| HN Mirror

Y	Hacker News new \| ask \| show \| jobs

by curun1r 2530 days ago

> Where do I start? Study the chromium source?

I'm curious why you'd jump straight to browser detection as the most likely culprit. When I was doing scraping, the far more common case was bot detection by origin and access patterns. It's just very difficult to make an automated scraper look like a residential or business user.

Where do you run your scraping operation? Is it in AWS or some other hosting provider, because that will get you blocked quickly by a lot of sites? Do you rate limit, including adding random jitter to mimic the way a human might use a browser?

There's scraping services available that essentially use a network of browsers on residential connections with their extension installed to get around scraping detection. It's much slower, but it's much more reliable.
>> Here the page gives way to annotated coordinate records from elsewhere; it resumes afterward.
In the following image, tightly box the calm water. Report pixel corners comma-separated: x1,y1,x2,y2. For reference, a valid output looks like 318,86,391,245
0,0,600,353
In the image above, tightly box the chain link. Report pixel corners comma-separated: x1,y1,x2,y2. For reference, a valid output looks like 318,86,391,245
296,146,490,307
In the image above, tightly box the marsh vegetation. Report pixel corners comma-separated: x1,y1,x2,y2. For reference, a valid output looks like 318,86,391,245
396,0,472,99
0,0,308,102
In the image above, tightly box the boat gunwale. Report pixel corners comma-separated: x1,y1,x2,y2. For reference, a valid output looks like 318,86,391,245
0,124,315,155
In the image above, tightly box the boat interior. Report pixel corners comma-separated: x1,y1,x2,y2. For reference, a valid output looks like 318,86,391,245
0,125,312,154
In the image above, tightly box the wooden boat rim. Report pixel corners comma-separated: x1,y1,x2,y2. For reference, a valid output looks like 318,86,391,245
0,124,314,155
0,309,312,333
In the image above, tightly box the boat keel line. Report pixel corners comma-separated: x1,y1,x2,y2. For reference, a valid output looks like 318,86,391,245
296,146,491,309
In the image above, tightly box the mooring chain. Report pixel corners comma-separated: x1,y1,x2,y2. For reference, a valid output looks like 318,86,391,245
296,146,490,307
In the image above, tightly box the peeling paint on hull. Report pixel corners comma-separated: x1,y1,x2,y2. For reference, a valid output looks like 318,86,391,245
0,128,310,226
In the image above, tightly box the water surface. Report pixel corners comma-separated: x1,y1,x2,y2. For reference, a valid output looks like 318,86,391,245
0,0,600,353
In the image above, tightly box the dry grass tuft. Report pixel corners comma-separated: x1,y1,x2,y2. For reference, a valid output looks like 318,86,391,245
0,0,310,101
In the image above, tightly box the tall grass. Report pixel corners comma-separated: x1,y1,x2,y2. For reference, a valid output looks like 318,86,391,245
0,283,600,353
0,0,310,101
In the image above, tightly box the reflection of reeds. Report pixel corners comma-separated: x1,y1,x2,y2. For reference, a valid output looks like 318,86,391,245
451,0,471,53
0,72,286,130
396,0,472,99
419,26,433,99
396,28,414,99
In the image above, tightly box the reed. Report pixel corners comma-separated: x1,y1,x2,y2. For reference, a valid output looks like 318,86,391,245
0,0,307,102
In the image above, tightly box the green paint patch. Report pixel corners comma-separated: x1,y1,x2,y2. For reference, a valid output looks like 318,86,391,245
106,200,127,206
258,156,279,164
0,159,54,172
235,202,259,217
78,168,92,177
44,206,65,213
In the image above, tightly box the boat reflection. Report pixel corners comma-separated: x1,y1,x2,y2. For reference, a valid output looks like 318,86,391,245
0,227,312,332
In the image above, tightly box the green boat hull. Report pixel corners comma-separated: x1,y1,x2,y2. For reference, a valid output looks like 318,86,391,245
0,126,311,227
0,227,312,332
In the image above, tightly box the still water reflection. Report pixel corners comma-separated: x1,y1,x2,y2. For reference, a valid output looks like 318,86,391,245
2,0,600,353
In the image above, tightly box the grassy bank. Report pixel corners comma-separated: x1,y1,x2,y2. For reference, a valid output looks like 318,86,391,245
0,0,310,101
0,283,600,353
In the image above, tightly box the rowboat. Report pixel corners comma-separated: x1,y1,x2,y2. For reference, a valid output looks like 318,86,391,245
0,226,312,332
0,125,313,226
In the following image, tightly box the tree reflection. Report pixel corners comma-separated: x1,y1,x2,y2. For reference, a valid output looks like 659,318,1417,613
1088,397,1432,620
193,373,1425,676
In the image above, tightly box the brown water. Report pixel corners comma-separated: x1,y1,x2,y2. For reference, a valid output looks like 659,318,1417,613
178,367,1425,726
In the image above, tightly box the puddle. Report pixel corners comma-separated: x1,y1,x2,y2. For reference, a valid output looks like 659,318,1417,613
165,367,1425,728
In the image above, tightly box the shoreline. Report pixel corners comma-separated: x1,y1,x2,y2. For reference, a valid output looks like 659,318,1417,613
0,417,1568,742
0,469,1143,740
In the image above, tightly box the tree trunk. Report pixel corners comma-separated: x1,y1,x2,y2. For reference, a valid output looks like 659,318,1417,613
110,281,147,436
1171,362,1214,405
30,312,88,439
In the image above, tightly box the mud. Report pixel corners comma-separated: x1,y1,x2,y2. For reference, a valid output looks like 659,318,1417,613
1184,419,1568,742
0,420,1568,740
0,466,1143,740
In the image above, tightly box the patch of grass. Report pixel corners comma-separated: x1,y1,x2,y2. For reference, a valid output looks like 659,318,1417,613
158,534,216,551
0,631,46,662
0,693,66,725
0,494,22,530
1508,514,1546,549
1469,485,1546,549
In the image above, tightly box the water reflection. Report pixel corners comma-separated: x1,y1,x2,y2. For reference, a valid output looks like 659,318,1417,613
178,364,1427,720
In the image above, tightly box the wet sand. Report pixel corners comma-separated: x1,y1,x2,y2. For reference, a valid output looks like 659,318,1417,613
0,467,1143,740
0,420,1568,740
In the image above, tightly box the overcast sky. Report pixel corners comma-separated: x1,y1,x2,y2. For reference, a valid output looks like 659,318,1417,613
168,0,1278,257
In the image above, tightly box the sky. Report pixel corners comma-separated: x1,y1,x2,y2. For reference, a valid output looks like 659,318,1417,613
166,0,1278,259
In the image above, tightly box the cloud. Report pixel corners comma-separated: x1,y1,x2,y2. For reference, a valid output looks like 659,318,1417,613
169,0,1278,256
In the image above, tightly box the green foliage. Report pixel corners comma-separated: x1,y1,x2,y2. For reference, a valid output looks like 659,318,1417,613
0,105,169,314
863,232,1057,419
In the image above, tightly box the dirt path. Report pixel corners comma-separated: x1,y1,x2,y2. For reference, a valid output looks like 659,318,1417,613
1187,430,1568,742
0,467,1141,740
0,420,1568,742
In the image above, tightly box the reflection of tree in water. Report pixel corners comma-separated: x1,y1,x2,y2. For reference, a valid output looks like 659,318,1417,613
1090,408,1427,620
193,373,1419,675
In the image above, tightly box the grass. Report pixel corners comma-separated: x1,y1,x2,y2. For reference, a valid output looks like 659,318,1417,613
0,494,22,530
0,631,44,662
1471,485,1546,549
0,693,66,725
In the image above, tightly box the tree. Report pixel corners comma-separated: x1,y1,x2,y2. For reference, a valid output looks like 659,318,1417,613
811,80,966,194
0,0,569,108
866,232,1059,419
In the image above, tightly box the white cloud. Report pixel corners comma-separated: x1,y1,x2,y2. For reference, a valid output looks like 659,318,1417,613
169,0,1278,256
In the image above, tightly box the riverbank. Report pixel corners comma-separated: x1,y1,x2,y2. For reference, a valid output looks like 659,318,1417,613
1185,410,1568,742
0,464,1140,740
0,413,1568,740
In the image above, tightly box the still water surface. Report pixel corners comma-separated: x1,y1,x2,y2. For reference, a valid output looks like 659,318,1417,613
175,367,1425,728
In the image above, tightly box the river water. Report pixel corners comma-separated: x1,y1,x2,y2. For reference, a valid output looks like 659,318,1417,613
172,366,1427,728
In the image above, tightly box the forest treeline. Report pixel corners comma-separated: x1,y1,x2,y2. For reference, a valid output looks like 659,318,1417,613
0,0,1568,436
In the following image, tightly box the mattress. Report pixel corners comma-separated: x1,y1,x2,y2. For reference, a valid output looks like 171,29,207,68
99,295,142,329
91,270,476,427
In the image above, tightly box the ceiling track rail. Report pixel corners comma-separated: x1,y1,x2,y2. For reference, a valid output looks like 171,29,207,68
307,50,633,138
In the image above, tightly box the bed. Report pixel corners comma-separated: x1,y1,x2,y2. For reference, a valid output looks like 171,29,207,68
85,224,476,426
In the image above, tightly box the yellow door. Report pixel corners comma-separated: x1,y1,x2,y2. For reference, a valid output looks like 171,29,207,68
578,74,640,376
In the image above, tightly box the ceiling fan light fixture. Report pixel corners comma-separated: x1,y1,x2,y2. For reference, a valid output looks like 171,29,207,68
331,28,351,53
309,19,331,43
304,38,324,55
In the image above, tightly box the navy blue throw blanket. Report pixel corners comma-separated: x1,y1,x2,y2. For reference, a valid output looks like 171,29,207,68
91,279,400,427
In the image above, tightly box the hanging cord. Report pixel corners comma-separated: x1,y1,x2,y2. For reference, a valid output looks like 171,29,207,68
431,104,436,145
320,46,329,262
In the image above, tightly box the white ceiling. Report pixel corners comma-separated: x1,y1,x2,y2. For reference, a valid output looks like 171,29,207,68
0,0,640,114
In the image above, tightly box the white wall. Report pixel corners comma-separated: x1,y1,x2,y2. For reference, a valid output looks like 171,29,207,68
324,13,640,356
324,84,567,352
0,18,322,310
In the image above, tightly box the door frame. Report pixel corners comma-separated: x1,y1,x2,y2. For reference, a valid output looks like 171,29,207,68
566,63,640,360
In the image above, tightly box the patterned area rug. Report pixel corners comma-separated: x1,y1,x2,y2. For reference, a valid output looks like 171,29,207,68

We also had some success by signing up with a bunch of the VPN providers (PIA, NordVPN, ExpressVPN, etc) and cycling through their servers frequently. Anything to avoid creating patterns that look automated or being tied to an IP that can be blacklisted. I'd start there before I'd worry about hacky javascript detection like in this story being what's tripping you up.

2 comments

Pinbenterjamin 2530 days ago

According to the NDA with my company I can't reveal anything about the architecture beyond the fact that it is hosted locally on a homebuilt distributed system that randomly chooses from a pool of 120 residential IPs.

We do have human emulation routines that helped avoid most detection, and that library is decoupled in such a way that we can edit behavior down to the individual site.

Some sites are just so damn good and detecting us and I just don't get it.

nutjob2 2530 days ago

They can characterise the (browsing) behaviour of all their visitors, and then further characterise those who fall outside their "normal" thresholds. The outsiders that exhibit some sort of correlation (ie their characteristics are not independent of each other) are banned. Any quirks or patterns your systems have would be identifiable as "artificial", and even those that are randomised or seek to emulate humans will have features that are identifiable. An NDA is ineffective against machine learning.

The countermeasure would be to have a bunch of humans use the websites in any way they want, totally undirected, then use the totality of that browsing to facilitate your scraping probabilistically. It would be less efficient, but very difficult to catch.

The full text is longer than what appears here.